Summary
finding contention that accident in an unleased stairwell area was not dispositive as to defense and indemnity claim
Summary of this case from Tech. Ins. Co. v. Phila. Indem. Ins. Co.Opinion
10338 Index 652532/16
11-14-2019
White and Williams LLP, New York (Rafael Vergara of counsel), for appellant. Havkins Rosenfeld Ritzert & Varriale, LLP, New York (Richard Harms of counsel), for respondents.
White and Williams LLP, New York (Rafael Vergara of counsel), for appellant.
Havkins Rosenfeld Ritzert & Varriale, LLP, New York (Richard Harms of counsel), for respondents.
Gische, J.P., Webber, Kern, Moulton, JJ.
Order, Supreme Court, New York County (Gerald Lebovits, J.), entered April 23, 2018, which granted plaintiffs' summary judgment motion to declare that defendant Nova Casualty Company must defend and indemnify plaintiff Japas Enterprises, Inc. (Japas) in an underlying personal injury action on a sole primary basis, and denied defendant's cross motion for summary judgment for a contrary declaration, unanimously affirmed, without costs.
This declaratory judgment action stems from an underlying personal injury action in which the plaintiff alleged that she sustained injuries while walking on the stairs from the second floor restaurant to the ground floor. At issue is whether the stairwell area where the underlying accident occurred is covered by the additional insured clause in the policy procured by the nonparty restaurant tenant of plaintiff landlord Japas. The nonparty tenant was insured by defendant Nova Casualty Company (Nova). Japas was insured by plaintiff Public Service Mutual Insurance Company (Public Service).
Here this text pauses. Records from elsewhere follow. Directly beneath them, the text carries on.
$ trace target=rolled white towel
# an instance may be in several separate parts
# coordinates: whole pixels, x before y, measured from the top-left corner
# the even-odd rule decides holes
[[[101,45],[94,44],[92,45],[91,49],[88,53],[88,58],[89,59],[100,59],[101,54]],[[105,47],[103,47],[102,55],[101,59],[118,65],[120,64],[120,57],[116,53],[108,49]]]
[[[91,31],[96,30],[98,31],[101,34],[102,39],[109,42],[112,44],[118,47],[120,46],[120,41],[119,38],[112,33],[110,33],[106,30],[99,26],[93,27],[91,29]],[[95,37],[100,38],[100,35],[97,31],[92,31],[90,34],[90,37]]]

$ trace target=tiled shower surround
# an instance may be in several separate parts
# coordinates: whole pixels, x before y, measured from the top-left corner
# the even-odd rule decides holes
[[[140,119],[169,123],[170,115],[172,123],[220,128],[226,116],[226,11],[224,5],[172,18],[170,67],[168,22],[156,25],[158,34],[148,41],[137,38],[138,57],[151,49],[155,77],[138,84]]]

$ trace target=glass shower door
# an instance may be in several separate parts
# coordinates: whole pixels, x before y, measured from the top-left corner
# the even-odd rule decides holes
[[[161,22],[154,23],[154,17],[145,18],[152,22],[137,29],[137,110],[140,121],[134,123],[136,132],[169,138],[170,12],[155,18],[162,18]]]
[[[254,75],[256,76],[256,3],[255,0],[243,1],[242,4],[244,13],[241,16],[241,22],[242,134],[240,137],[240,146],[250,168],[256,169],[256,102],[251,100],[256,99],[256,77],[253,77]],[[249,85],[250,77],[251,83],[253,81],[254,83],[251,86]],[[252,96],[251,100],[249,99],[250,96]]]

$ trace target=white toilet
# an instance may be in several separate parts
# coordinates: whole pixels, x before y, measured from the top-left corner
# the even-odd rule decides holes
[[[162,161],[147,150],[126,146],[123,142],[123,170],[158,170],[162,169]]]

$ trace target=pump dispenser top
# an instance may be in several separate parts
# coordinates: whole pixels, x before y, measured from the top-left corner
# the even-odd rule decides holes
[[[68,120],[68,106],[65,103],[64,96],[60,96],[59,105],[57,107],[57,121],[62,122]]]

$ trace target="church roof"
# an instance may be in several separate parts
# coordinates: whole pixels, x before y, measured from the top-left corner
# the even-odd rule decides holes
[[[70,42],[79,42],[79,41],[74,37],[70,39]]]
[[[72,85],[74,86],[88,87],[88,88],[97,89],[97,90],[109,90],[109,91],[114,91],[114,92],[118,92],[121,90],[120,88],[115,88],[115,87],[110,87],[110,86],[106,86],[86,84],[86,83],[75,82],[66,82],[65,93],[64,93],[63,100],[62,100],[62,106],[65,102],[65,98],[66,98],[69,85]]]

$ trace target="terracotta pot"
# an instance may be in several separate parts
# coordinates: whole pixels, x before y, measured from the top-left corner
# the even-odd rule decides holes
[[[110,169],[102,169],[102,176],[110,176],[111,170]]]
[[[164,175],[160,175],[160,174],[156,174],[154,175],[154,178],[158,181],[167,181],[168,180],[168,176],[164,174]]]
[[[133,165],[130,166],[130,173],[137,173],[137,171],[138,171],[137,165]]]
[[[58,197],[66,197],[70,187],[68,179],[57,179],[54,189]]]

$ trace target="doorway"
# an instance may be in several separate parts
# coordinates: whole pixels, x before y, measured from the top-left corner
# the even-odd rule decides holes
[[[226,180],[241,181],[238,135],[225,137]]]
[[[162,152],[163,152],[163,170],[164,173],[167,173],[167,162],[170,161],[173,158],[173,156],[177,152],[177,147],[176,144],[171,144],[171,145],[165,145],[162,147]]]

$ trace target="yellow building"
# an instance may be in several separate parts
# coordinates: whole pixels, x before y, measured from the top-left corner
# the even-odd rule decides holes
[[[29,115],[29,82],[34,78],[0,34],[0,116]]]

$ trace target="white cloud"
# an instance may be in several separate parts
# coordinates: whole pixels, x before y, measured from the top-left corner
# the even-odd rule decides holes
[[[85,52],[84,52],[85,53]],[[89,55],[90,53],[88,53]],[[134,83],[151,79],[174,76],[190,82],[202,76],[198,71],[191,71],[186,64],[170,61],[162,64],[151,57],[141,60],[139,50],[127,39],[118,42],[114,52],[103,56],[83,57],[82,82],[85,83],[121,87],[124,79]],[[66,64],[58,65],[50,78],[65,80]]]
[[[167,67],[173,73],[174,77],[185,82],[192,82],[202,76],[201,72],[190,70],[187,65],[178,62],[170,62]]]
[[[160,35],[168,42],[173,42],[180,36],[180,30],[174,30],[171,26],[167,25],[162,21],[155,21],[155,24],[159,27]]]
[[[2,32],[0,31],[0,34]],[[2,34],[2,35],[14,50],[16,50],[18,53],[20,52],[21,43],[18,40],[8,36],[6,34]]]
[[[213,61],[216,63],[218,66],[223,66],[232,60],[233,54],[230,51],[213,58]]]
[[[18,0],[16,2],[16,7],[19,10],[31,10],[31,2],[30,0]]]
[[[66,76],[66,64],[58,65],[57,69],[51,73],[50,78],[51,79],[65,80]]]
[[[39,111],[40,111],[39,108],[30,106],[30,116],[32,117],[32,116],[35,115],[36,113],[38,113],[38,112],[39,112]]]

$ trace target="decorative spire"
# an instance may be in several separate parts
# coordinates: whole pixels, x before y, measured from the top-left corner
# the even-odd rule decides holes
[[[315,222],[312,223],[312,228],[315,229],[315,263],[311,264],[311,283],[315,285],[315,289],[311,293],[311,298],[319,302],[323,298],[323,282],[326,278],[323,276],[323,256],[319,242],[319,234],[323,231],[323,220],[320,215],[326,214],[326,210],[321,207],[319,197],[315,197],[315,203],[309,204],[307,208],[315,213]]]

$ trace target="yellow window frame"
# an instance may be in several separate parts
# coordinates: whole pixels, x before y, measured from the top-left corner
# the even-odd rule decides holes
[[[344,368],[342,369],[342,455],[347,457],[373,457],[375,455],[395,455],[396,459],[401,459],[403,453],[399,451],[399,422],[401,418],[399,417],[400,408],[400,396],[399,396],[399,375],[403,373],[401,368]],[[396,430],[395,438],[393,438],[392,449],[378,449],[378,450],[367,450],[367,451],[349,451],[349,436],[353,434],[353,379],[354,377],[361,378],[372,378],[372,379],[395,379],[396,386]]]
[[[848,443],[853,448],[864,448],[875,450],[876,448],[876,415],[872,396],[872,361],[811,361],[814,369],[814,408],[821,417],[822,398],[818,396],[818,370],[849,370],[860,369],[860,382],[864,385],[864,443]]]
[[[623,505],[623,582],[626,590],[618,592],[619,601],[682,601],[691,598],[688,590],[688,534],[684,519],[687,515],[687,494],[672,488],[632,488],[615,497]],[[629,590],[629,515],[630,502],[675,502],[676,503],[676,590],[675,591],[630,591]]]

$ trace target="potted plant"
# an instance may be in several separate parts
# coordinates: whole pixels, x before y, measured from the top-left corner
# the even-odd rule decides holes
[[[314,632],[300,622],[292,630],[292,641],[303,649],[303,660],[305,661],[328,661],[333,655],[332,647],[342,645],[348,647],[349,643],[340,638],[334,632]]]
Coverage exists because the underlying claim arose out of the "maintenance or use" of the leased premises within the meaning of the additional insured clause. The accident occurred in the course of an activity incidental to the operation of the leased space and in an area of the premises that was used for access in and out of the leased space covered under the policy (see 1515 Broadway Fee Owner, LLC v. Seneca Ins. Co., Inc., 90 A.D.3d 436, 437, 933 N.Y.S.2d 672 [1st Dept. 2011] ; Jenel Mgt. Corp. v. Pacific Ins. Co., 55 A.D.3d 313, 865 N.Y.S.2d 58 [1st Dept. 2008] ). Nothing in the lease contradicts this definition of "use" under either policy. Nova's contention that the stairwell from the ground floor to the second floor was not part of the leased premises is without merit, as "the finding in the underlying personal injury action that the accident did not occur in the demised premises is not dispositive of the coverage issue" ( Paramount Ins. Co. v. Federal Ins. Co., 174 A.D.3d 476, 477, 106 N.Y.S.3d 300 [1st Dept. 2019] ). Accordingly, the motion court properly granted plaintiffs' motion seeking a declaration that Nova must defend and indemnify Japas in the underlying action.
Because all relevant policies are available for review, priority of coverage can be determined as a matter of law ( 1515 Broadway Fee Owner, 90 A.D.3d at 437, 933 N.Y.S.2d 672 ). The language of the Public Service policy endorsement renders its coverage excess where Japas is named an additional insured under a policy issued to its tenant. Accordingly, Nova's policy is primary in the underlying action and Nova must reimburse Public Service for the costs and disbursements paid on Japas's behalf in the underlying action.
We have considered defendant's remaining contentions and find them unavailing.